For the first time since 1936, the St. Joseph name will no longer be attached to the official title of the hospital on West Sycamore Street.
St. Vincent Health announced Tuesday morning in an unveiling ceremony that St. Joseph Hospital has changed its name to St. Vincent Kokomo, effective immediately.
“Changing our hospital’s name … more clearly shows our affiliation with St. Vincent and our physicians within St. Vincent Medical Group,” St. Vincent Kokomo interim regional president Margie Johnson said. “However, our mission, heritage and commitment to those we serve in Kokomo and surrounding areas, especially those who are poor and vulnerable, will remain unchanged.”
St. Vincent Health CEO Jonathan Nalli explained the decision to change the name was in recognition of how healthcare has evolved over the last 15 to 20 years. In today’s world, the best way to provide positive outcomes for patients is to utilize resources collectively, and name change helps more clearly reflect the affiliation.
“As we look at how we continue to align our resources as a statewide ministry, it was only natural to continue to align all the elements of St. Vincent Health Indiana,” Nalli said. “More importantly, it allows us to pool from and build off of the contributions of St. Vincent Kokomo into St. Vincent Health more formally.”
Tuesday was a celebration of the past, present and future at the hospital, which stretches back over 100 years in Kokomo.
The Sisters of Saint Joseph from Tipton started Good Samaritan Hospital on the corner of Vaile Avenue and Apperson Way in 1913, where Terrace Tower Apartments stand today. In its infancy it was a small house with just 10 beds, but by 1914, the Sisters raised enough money to build a 60-bed facility.

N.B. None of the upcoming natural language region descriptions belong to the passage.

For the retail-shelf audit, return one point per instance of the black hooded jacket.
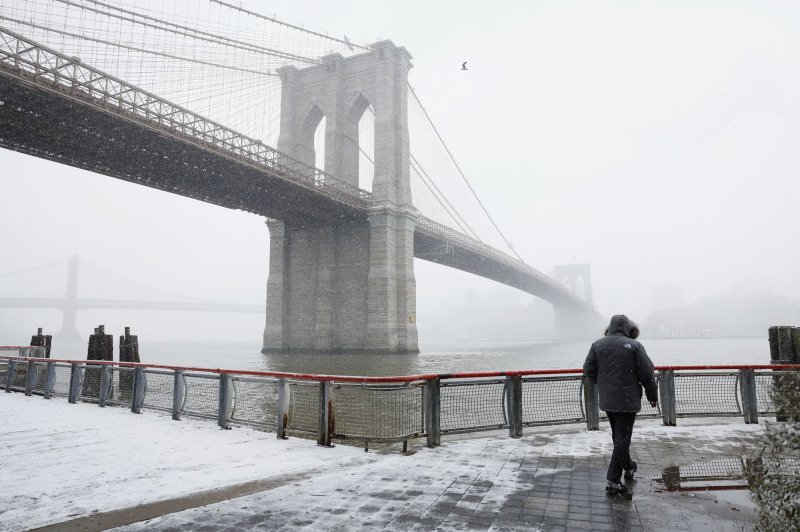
(620, 367)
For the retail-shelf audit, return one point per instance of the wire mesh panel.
(255, 402)
(764, 388)
(707, 394)
(469, 406)
(378, 413)
(158, 390)
(40, 379)
(552, 400)
(63, 374)
(304, 406)
(201, 397)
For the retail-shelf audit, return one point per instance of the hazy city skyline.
(656, 142)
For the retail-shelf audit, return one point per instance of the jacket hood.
(621, 324)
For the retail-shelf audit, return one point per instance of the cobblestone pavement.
(551, 479)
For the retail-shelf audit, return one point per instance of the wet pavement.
(551, 479)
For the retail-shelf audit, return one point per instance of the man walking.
(620, 367)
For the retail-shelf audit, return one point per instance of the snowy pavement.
(80, 467)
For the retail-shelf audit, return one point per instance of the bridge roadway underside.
(54, 126)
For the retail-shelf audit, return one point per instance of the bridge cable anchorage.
(185, 31)
(136, 49)
(344, 41)
(464, 177)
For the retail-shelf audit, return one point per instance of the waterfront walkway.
(80, 467)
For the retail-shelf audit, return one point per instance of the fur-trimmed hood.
(622, 325)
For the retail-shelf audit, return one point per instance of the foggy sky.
(657, 141)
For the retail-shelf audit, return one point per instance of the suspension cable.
(135, 49)
(276, 21)
(462, 173)
(184, 30)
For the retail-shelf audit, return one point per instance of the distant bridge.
(341, 257)
(70, 304)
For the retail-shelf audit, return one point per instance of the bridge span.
(341, 270)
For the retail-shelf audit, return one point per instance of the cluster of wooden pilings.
(101, 347)
(41, 340)
(784, 348)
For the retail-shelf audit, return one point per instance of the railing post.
(75, 382)
(284, 396)
(12, 373)
(49, 379)
(432, 403)
(326, 420)
(591, 404)
(32, 377)
(105, 386)
(225, 400)
(514, 405)
(139, 390)
(666, 391)
(747, 389)
(178, 392)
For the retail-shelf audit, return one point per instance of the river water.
(442, 357)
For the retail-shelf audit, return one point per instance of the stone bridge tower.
(350, 286)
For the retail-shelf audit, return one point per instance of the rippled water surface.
(445, 357)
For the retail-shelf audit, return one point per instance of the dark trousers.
(621, 432)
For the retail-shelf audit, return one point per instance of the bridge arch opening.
(319, 144)
(310, 148)
(366, 149)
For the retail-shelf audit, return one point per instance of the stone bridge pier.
(347, 286)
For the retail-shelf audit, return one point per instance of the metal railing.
(38, 64)
(386, 409)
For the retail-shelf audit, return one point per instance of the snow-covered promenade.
(80, 467)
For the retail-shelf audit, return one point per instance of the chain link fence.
(390, 409)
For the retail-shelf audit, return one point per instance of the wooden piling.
(128, 352)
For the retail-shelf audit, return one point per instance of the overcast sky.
(657, 141)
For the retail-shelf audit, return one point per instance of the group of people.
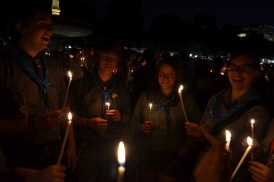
(167, 137)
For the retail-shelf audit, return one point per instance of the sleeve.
(137, 119)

The Sisters endured strong opposition from the Ku Klux Klan in the early years. The Klan’s financial clout backed the Howard County Hospital, a 50-bed facility on West Sycamore Street, which was built in 1925.

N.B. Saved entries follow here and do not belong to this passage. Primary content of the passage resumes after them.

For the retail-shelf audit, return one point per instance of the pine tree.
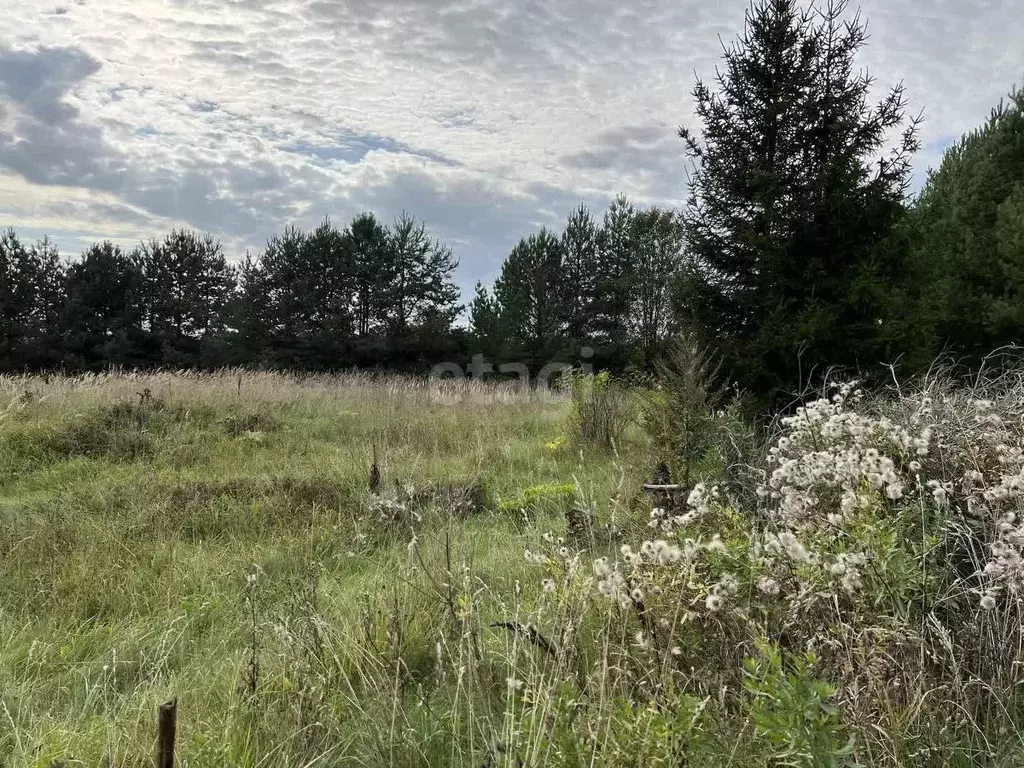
(527, 294)
(422, 290)
(615, 273)
(792, 199)
(373, 270)
(101, 318)
(658, 252)
(968, 241)
(579, 275)
(186, 286)
(31, 302)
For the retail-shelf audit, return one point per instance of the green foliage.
(602, 408)
(31, 288)
(537, 496)
(679, 413)
(967, 242)
(792, 712)
(790, 209)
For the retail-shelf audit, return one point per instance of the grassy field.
(842, 587)
(211, 538)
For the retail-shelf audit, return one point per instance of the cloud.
(487, 119)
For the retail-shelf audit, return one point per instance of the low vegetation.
(841, 589)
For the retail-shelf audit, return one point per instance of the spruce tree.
(101, 318)
(793, 197)
(579, 275)
(968, 236)
(615, 272)
(527, 294)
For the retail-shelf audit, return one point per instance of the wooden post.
(167, 715)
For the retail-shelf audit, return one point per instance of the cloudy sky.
(121, 119)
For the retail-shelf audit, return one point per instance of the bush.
(679, 412)
(885, 551)
(602, 409)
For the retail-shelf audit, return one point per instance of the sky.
(487, 119)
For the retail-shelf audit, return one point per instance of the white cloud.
(122, 119)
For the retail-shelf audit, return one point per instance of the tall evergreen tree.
(422, 289)
(101, 318)
(527, 295)
(793, 195)
(373, 270)
(186, 287)
(968, 236)
(615, 272)
(31, 300)
(658, 253)
(579, 275)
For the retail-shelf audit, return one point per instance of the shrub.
(885, 551)
(602, 409)
(679, 412)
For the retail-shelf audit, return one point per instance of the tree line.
(367, 295)
(800, 249)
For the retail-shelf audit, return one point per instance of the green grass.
(509, 596)
(134, 509)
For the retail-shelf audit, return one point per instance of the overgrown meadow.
(375, 570)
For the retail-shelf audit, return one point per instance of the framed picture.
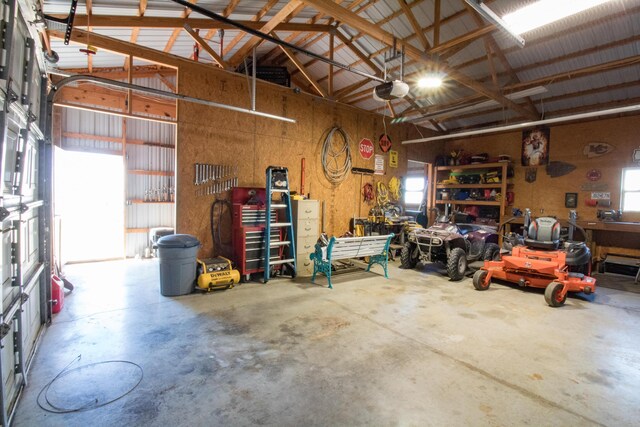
(535, 146)
(570, 200)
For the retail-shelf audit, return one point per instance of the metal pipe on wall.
(591, 114)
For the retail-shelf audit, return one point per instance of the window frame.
(623, 192)
(422, 192)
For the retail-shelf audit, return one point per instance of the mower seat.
(543, 233)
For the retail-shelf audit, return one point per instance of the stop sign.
(366, 148)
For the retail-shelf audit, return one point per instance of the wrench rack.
(214, 179)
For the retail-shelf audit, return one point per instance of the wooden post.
(331, 36)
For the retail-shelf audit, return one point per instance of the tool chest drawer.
(305, 209)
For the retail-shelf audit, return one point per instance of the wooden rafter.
(226, 12)
(436, 22)
(174, 35)
(330, 71)
(89, 7)
(135, 32)
(205, 45)
(108, 21)
(139, 71)
(293, 7)
(122, 47)
(491, 45)
(165, 81)
(414, 24)
(301, 41)
(258, 16)
(307, 75)
(375, 31)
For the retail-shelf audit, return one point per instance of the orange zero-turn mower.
(544, 261)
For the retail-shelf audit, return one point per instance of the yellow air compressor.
(216, 273)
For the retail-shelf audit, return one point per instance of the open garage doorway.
(89, 206)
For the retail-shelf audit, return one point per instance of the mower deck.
(538, 269)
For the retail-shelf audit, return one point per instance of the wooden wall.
(213, 135)
(546, 195)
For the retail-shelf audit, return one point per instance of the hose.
(337, 175)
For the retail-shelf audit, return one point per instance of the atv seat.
(466, 228)
(543, 233)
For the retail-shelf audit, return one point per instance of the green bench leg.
(383, 260)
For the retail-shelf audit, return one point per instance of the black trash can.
(177, 255)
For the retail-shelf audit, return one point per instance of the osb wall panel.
(546, 195)
(214, 135)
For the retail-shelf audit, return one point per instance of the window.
(630, 200)
(414, 190)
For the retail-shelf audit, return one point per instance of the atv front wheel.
(407, 260)
(457, 264)
(553, 294)
(491, 252)
(479, 280)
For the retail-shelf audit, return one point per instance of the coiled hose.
(336, 174)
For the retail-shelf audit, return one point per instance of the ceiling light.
(544, 12)
(430, 82)
(488, 14)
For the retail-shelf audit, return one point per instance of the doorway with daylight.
(89, 206)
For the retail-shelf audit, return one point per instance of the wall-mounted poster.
(379, 164)
(570, 200)
(393, 159)
(535, 146)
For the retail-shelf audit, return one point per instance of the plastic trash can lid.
(178, 241)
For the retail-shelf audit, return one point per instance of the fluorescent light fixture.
(430, 82)
(544, 12)
(490, 16)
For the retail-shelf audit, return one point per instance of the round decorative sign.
(366, 148)
(594, 175)
(384, 142)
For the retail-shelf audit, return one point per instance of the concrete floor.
(412, 350)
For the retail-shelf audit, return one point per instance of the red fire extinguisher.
(57, 293)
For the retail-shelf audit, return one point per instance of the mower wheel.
(407, 260)
(552, 294)
(457, 264)
(479, 280)
(491, 252)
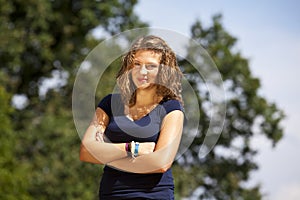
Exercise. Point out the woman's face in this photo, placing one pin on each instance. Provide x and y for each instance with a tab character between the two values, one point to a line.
145	68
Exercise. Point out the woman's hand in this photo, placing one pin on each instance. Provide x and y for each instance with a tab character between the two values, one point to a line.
146	148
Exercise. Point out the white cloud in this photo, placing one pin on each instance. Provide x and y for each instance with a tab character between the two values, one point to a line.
288	192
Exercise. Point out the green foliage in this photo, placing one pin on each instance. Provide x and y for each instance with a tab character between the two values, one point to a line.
13	180
39	39
39	144
221	175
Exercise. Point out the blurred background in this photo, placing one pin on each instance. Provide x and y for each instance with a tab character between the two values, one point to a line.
255	46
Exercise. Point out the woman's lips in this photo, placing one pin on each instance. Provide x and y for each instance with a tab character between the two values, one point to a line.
144	80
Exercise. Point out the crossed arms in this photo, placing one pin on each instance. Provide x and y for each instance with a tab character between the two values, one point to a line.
154	158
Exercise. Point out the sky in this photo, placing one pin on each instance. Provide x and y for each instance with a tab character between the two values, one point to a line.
268	34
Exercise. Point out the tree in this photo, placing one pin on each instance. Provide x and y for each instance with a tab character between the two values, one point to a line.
41	41
222	174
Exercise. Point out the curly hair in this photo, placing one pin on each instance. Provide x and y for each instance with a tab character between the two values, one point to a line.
169	76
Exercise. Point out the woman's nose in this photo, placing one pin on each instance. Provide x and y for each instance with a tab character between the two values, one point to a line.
143	70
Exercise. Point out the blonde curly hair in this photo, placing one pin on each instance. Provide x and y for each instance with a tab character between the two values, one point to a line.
169	76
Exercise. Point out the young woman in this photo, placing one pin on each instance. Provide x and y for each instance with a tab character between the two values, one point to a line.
136	133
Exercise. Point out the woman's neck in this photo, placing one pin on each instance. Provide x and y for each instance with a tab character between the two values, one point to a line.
146	97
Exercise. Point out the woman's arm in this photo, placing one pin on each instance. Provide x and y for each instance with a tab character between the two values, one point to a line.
93	149
165	150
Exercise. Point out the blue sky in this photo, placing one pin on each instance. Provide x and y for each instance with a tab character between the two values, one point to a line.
268	34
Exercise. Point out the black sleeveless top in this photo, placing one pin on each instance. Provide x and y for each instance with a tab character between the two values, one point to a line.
116	184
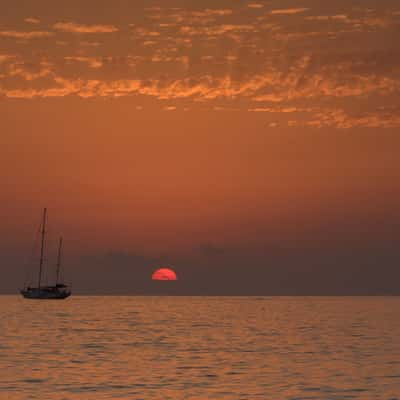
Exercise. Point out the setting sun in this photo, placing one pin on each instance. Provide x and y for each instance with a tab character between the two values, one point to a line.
164	274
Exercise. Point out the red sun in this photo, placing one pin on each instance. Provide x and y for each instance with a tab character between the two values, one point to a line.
164	274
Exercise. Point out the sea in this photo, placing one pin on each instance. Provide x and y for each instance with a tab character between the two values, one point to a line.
200	348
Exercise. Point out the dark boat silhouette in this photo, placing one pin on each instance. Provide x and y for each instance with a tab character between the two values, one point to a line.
58	291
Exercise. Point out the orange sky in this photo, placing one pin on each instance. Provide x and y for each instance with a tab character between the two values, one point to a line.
159	128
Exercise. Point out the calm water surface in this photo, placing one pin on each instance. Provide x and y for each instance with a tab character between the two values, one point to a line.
200	348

Federal regulations began cracking down on the KKK’s fundraising efforts, and by 1930, Howard County Hospital was shut down and vacated.
A man named Henry Fisk left the Sisters $20,000 after his death around 1934 as a thanks for caring for him years earlier, when Howard County Hospital had asked for him to put money down before being admitted, only for him to refuse and go to Good Samaritan Hospital.

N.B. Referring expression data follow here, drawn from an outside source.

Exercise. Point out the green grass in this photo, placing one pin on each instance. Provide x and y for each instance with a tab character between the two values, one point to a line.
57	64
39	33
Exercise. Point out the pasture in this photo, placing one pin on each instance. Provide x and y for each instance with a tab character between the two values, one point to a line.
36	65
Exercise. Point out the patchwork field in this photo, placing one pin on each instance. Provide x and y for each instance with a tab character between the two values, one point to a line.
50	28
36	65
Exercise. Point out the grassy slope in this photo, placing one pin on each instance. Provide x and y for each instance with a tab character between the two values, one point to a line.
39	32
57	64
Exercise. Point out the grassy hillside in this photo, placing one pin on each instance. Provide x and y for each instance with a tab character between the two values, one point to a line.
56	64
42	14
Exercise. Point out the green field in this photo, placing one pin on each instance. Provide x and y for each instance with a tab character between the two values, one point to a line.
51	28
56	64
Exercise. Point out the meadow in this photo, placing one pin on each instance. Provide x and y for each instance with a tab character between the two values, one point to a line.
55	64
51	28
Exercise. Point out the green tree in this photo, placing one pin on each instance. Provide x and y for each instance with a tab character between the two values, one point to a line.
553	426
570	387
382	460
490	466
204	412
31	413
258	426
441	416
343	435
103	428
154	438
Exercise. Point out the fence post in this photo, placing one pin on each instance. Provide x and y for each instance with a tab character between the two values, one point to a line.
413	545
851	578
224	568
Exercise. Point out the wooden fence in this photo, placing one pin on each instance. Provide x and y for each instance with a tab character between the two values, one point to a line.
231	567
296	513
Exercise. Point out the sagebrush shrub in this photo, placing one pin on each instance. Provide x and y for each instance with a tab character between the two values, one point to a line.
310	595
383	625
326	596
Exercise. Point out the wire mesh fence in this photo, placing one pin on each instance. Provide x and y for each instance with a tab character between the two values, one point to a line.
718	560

The Sisters wanted to use the money to purchase the old Howard County Hospital property, but knew the transaction would not be widely accepted among the strong Klan presence still in the area.
So, the Sisters gave the money to a man by the name of Francis Kilcline from St. Patrick’s Church, who purchased the property on the Sisters’ behalf.
The property was renamed St. Joseph Memorial Hospital in May of 1936. St. Joseph Hospital and St. Vincent Hospital in Indianapolis joined to form Saint Vincent Health in 1998.
Moving forward St. Vincent Kokomo will not be completely devoid of the St. Joseph heritage. The hospital also unveiled a new St. Joseph Chapel Tuesday, which is located just off of its newly renovated main entrance on West Sycamore Street.
“There’s a certain sadness about losing the name of the hospital, or changing it, but on the other hand, the name St. Vincent has always been a very positive, strong presence in the state of Indiana, the country and the world,” said Sister Martin McEntee, who was the hospital’s administrator from 1968 to 1996. “It’s a privilege and an honor to be a part of that and be recognized as part of a fine, quality institution. There are some mixed emotions, but the thing that makes me so happy is that I truly believe this will help us continue the mission and spirit that has always been typical of St. Joseph Hospital. We’re continuing the legacy, if not the name.”
Johnson said she has leaned on McEntee heavily for advice and mentorship since taking over as the interim president on Jan. 1. That close bond Johnson has developed with McEntee, and other Sisters of St. Joseph, made the decision to dedicate the chapel in their honor an easy one.
“It’s important because it’s where we come from. It’s our history,” Johnson said. “They opened the hospital. It’s our responsibility to carry forth their mission and legacy that they started 102 years ago. We did it by naming the chapel as a symbol to remember and put on display, so we always have them there. They are the center of who we are.”